Lewin then cited the study that the DHET had commissioned through the University of the Free State on Student Access to and Use of Learning Materials (SAULM) survey, which was published late in 2020. She said while student responses testified to the fact that South African institutions successfully adapted and engaged with technologies to create a new way of offering teaching and learning, academics’ responses to similar questions seemed to yield different responses. The Acting DDG said pending the publishing of findings of a survey carried out among academics to determine the impact of the pandemic on their teaching experience, concerns were documented, already, about quality and integrity of teaching and online assessment, and about the impact of significant reduction in face to face methodologies on meaningful engagement between students and students, students and staff, and staff collaboration in relation to learning and teaching.

The Acting DDG: Universities Education said while the world was moving on, and acknowledged that life might never be restored to the pre-covid state, “in thinking about the ‘engaged university’, it is also critical to reflect on the human dimension – the people in higher education and the purposes of teaching and research. We must not lose sight of this in pushing for change. Face to face engagement will not disappear and should not in a country that is still struggling to escape the dehumanisation of the past.
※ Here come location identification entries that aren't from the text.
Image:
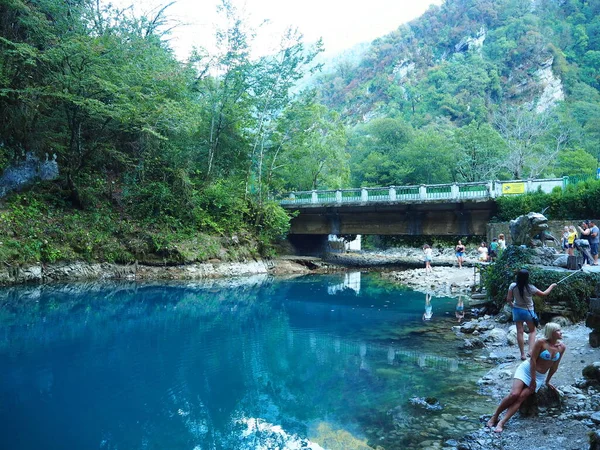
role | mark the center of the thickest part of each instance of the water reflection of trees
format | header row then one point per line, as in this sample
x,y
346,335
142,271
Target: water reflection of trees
x,y
202,359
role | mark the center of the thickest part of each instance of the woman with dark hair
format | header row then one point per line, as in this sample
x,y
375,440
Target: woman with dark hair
x,y
529,377
520,296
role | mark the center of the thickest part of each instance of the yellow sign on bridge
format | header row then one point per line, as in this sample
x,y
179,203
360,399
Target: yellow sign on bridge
x,y
513,188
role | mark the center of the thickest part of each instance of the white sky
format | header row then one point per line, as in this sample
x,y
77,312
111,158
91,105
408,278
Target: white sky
x,y
341,23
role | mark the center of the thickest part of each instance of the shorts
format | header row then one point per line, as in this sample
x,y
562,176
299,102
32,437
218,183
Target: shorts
x,y
523,315
523,373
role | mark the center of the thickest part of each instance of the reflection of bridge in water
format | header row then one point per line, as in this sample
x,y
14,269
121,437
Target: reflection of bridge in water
x,y
393,353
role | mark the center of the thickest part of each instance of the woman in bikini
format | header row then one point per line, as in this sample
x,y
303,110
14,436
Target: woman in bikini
x,y
520,297
460,254
531,374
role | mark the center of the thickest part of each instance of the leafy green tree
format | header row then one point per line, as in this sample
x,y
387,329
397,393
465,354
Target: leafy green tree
x,y
481,151
308,149
575,162
377,148
432,156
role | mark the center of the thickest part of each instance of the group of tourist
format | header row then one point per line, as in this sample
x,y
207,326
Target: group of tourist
x,y
545,354
486,253
588,236
491,252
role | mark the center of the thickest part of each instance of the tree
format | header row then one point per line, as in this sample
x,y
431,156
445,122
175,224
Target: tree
x,y
308,149
481,152
533,140
575,162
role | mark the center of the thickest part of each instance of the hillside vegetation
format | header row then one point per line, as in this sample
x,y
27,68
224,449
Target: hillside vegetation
x,y
168,161
475,90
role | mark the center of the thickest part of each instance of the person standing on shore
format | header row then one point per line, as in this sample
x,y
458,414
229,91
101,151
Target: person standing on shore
x,y
546,356
483,252
594,241
501,244
428,256
460,309
460,254
571,241
564,242
428,314
520,297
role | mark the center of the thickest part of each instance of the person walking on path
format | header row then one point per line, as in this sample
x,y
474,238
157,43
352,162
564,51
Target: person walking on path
x,y
460,254
546,355
594,240
564,242
483,252
581,244
520,296
571,241
428,314
428,256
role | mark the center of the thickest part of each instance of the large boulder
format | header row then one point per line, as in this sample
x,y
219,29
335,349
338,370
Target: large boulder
x,y
530,230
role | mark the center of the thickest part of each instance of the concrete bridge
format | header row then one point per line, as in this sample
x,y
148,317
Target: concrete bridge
x,y
458,209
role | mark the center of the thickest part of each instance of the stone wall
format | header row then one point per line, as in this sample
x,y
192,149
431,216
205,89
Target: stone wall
x,y
554,226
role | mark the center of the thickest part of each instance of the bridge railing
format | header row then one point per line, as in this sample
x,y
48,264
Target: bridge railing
x,y
423,193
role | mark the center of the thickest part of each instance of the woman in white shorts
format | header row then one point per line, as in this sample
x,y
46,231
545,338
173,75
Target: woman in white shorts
x,y
531,374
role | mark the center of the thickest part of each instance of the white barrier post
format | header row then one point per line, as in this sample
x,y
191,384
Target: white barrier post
x,y
392,193
364,195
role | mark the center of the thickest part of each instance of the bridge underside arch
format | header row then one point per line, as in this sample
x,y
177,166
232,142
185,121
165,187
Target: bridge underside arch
x,y
464,218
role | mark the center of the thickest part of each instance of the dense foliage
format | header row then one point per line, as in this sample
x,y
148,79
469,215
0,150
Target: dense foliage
x,y
174,150
463,93
573,293
146,145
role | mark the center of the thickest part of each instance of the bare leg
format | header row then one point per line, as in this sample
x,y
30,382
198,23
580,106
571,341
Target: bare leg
x,y
512,409
521,340
515,392
532,334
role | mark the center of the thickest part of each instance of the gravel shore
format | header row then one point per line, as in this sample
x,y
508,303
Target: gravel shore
x,y
566,427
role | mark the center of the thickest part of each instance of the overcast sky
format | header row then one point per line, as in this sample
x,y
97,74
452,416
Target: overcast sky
x,y
341,23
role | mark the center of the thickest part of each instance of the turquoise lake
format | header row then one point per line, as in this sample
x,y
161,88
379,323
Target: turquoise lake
x,y
338,361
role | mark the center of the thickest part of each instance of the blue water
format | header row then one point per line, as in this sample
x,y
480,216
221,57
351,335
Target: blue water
x,y
320,361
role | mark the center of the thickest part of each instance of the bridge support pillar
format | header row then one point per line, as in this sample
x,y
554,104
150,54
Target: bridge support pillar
x,y
338,196
454,191
364,195
392,194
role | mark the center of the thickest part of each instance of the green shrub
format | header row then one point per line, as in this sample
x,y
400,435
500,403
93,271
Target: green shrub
x,y
573,293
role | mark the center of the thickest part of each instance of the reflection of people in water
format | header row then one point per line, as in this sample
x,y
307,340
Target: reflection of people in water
x,y
460,309
428,311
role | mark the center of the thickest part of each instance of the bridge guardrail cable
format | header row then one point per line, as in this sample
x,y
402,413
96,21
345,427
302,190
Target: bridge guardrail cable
x,y
434,192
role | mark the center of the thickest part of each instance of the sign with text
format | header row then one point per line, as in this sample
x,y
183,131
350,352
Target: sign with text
x,y
513,188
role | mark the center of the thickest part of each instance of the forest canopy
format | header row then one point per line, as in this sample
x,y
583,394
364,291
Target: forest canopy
x,y
153,151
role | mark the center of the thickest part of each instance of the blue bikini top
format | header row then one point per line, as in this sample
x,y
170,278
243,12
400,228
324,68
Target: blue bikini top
x,y
546,355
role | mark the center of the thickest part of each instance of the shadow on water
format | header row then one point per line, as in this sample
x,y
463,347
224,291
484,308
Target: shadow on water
x,y
338,361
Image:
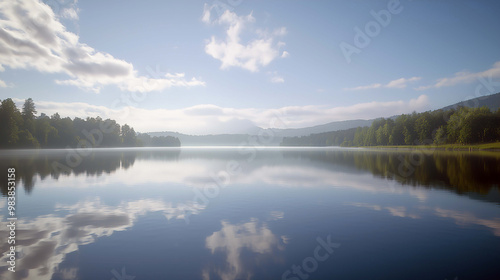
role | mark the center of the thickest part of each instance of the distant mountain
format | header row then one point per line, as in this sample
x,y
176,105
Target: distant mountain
x,y
249,134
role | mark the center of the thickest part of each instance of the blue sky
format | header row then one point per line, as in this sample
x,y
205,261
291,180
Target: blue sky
x,y
222,66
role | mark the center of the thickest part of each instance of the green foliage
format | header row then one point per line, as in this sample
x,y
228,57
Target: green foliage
x,y
25,130
453,126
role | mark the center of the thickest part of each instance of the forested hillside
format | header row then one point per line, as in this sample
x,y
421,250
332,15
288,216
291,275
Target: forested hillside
x,y
454,126
22,129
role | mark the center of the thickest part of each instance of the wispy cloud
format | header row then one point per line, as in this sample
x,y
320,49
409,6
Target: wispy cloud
x,y
32,26
277,79
399,83
257,52
212,119
465,77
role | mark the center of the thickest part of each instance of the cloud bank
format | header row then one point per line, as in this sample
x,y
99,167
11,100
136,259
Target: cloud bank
x,y
32,37
399,83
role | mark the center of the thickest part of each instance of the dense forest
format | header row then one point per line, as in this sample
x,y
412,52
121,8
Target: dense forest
x,y
23,129
454,126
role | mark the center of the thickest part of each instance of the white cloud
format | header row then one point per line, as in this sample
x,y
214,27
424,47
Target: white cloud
x,y
252,55
232,239
32,37
465,77
212,119
277,79
399,83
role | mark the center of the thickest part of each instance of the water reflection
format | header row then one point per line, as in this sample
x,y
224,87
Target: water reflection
x,y
232,240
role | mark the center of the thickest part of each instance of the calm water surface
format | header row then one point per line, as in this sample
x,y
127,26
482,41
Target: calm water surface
x,y
268,213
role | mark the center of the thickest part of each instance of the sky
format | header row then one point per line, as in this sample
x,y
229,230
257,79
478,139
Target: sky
x,y
223,66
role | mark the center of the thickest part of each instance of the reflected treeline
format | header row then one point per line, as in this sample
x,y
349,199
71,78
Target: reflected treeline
x,y
460,171
43,163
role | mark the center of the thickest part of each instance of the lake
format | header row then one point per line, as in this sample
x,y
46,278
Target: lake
x,y
252,213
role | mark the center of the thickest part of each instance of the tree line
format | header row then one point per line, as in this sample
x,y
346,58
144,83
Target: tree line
x,y
462,125
23,129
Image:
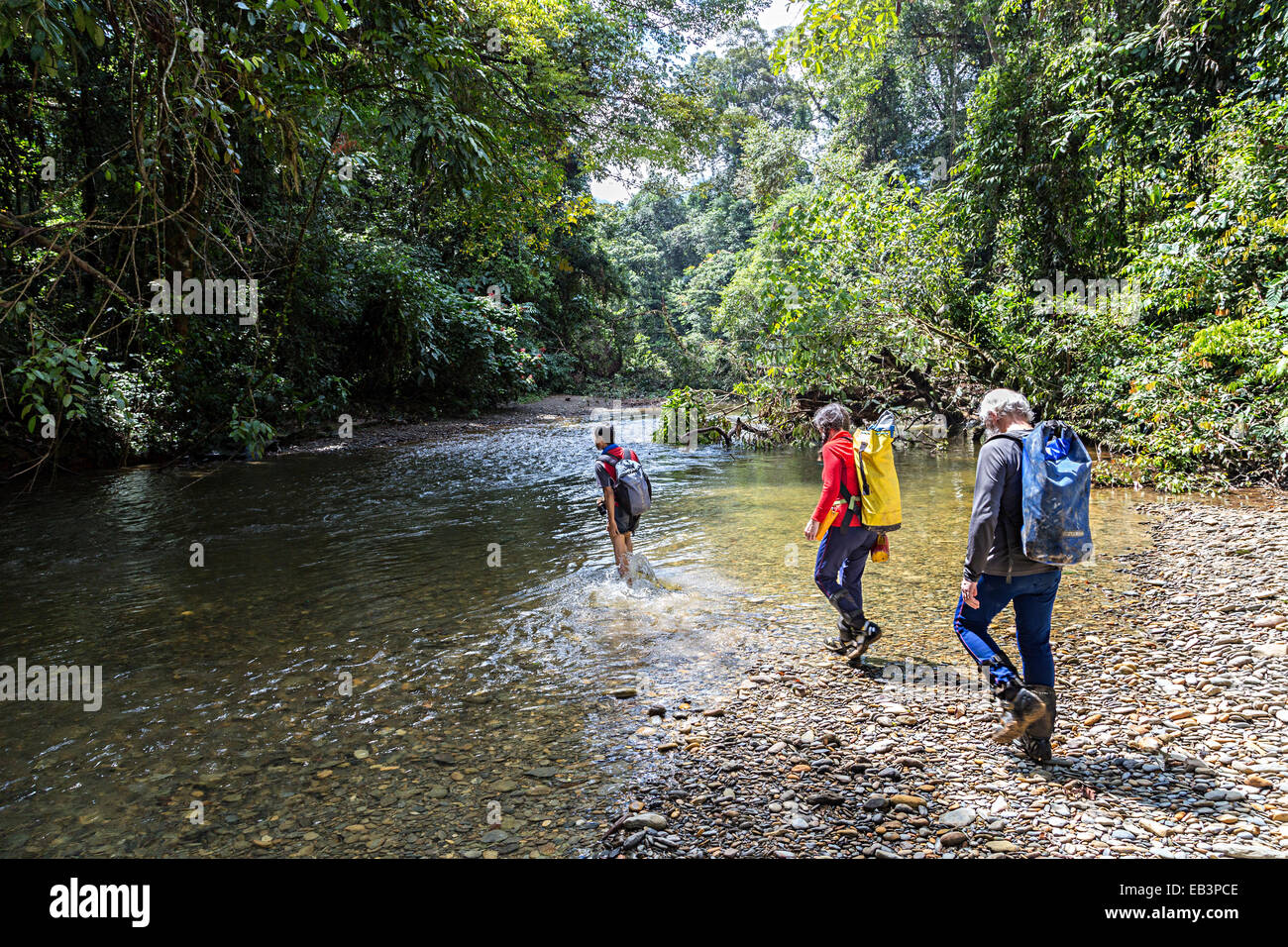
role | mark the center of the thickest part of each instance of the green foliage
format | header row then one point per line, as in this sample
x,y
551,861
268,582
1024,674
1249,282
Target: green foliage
x,y
684,415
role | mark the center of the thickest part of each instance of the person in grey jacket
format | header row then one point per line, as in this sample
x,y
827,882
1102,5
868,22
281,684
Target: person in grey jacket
x,y
997,573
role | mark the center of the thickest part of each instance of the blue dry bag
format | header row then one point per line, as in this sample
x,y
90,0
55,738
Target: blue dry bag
x,y
1056,483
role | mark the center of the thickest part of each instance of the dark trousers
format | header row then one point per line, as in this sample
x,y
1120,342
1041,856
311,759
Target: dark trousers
x,y
841,557
1033,596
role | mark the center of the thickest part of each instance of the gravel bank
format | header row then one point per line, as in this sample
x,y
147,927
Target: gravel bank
x,y
1172,738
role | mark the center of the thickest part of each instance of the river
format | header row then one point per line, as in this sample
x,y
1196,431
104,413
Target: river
x,y
411,651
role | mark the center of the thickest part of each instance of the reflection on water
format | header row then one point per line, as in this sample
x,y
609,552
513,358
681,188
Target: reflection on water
x,y
411,651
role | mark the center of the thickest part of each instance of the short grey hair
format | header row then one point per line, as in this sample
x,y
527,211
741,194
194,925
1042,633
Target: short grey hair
x,y
1004,402
832,418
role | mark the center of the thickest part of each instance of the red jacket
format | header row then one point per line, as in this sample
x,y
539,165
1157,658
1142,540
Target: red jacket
x,y
837,463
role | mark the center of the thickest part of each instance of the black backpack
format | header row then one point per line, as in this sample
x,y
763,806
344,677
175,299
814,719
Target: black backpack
x,y
632,489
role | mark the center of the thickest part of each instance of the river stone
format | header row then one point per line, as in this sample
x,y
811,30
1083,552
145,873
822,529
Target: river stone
x,y
644,819
958,818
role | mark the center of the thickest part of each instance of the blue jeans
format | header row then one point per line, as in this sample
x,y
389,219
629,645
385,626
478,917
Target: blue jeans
x,y
841,557
1033,596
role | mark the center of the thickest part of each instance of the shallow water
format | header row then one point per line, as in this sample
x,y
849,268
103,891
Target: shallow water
x,y
467,590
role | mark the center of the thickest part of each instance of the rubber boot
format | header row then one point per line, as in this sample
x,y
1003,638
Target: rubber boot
x,y
1035,741
870,633
849,625
1024,709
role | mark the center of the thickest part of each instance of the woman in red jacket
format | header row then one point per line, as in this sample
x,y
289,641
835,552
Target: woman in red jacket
x,y
845,547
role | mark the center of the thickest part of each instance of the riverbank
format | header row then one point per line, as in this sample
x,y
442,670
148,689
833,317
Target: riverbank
x,y
385,431
1172,737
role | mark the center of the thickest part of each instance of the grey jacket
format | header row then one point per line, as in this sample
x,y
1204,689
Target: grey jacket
x,y
993,545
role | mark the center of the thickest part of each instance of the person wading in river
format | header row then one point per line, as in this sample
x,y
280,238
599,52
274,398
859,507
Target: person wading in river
x,y
997,573
627,492
845,547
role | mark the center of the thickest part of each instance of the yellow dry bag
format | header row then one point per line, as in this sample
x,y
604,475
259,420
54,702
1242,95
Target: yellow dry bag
x,y
879,483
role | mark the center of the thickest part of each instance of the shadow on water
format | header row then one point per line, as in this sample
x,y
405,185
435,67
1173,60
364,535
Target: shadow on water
x,y
468,591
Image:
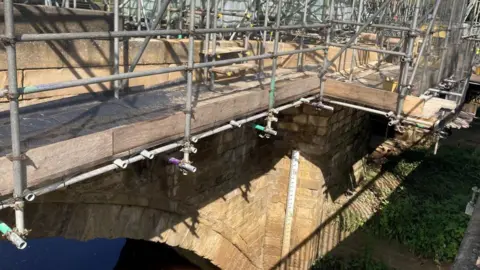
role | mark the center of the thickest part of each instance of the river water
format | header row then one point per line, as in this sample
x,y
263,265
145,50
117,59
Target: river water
x,y
59,254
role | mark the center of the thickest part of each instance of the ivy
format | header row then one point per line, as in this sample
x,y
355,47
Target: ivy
x,y
426,213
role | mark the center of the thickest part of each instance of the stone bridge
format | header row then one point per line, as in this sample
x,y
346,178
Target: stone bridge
x,y
232,211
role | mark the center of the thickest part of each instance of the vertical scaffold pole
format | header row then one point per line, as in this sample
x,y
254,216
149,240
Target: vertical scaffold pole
x,y
300,56
16,157
155,23
271,95
353,62
445,48
264,40
403,87
116,47
139,16
206,45
325,51
292,190
187,148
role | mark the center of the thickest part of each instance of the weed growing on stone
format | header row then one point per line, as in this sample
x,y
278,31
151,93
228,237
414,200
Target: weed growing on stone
x,y
354,262
426,213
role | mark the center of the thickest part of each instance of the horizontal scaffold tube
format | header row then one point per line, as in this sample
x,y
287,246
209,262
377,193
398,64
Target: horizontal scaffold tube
x,y
60,85
120,34
122,164
361,48
384,26
115,164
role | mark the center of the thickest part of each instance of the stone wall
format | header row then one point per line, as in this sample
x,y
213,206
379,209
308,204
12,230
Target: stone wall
x,y
332,147
231,211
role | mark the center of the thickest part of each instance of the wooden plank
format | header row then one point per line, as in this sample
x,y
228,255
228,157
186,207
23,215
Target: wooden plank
x,y
70,156
234,69
59,159
375,98
207,114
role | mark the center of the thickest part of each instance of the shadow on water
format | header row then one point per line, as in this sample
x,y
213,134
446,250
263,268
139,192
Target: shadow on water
x,y
60,253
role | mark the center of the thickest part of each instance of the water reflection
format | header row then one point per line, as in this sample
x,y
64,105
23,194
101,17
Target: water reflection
x,y
59,253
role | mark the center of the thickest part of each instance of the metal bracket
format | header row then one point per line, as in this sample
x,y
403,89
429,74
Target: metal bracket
x,y
406,59
319,105
413,33
13,158
6,41
188,148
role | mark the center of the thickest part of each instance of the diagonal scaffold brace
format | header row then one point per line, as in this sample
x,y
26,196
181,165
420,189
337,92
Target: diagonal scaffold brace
x,y
328,62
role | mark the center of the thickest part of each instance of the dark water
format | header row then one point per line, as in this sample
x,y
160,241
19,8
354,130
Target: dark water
x,y
59,253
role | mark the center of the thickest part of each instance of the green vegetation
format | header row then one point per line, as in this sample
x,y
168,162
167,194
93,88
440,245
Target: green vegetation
x,y
359,262
426,213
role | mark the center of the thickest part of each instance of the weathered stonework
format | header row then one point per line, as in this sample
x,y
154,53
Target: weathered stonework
x,y
231,211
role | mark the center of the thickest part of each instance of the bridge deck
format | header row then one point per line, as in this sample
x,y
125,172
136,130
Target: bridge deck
x,y
62,137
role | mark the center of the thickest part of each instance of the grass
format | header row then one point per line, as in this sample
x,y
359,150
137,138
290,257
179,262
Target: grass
x,y
358,262
426,213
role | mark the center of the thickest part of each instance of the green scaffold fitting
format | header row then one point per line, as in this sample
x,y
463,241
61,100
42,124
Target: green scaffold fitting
x,y
259,127
4,229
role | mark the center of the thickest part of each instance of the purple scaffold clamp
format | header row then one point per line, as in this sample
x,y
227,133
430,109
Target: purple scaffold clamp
x,y
184,166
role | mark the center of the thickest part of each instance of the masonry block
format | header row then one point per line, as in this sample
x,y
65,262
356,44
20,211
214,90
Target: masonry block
x,y
319,121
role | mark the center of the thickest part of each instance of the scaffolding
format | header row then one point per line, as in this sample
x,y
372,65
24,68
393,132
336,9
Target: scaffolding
x,y
433,45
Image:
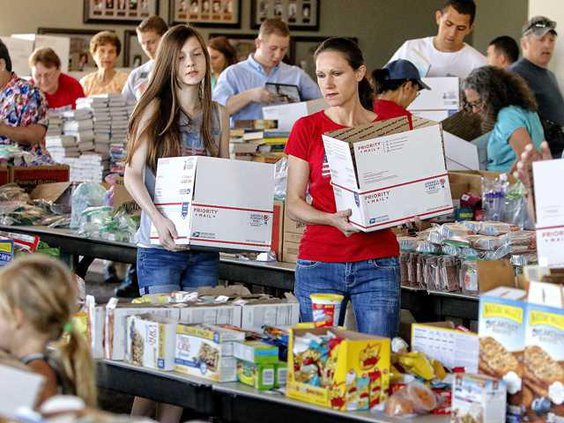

In this sense, the engaged university must be cognisant of some of these debates.”

Question: Does the university have the courage to change from being an ivory tower and sit in society?

Professor Muthwa: The evidence we need to respond to societal challenges can be constructed better if we co-create from the position of not having all the answers — because we do not. Otherwise, inequality and poverty would not have sustained. What is advancement in knowledge if it does not improve the human condition? Consider for a moment, the possibility of turning on its head, all what we have believed to be true and paramount about the nature of the knowledge project.

Question: Is it possible to create a university within a university?

Professor Muthwa: What some of us have attempted and learned, though projects, is that it is possible to expand impact if we let into the academy, the knowledges which would otherwise remain peripheral.

The 2nd Higher Education Conference was held under the joint banners of Universities South Africa and the Council of Higher Education to facilitate rigorous debates and deliberation on pertinent higher education issues informed by the work of USAf’s strategic structures and programmes; to encourage and support solution-building among key stakeholders; to provide an opportunity for information-sharing and networking and to identify goals and concrete actions towards the advancement and achievement of The Engaged University.

It was attended by just under 2000 delegates from South Africa, the Africa region, the United States, Europe and other continents.

[1] In this view, social justice assumes a plural character that includes destructive justice, cultural justice, associational justice, all of which exhibit varied meanings on a conceptual cartography. In a very real sense, the notion of social justice is intrinsically connected to our idea of the transformative university within which these four iterative principles can find practical expressions.

This article appeared on the Universities South Africa (USAF) website on 11 October 2021.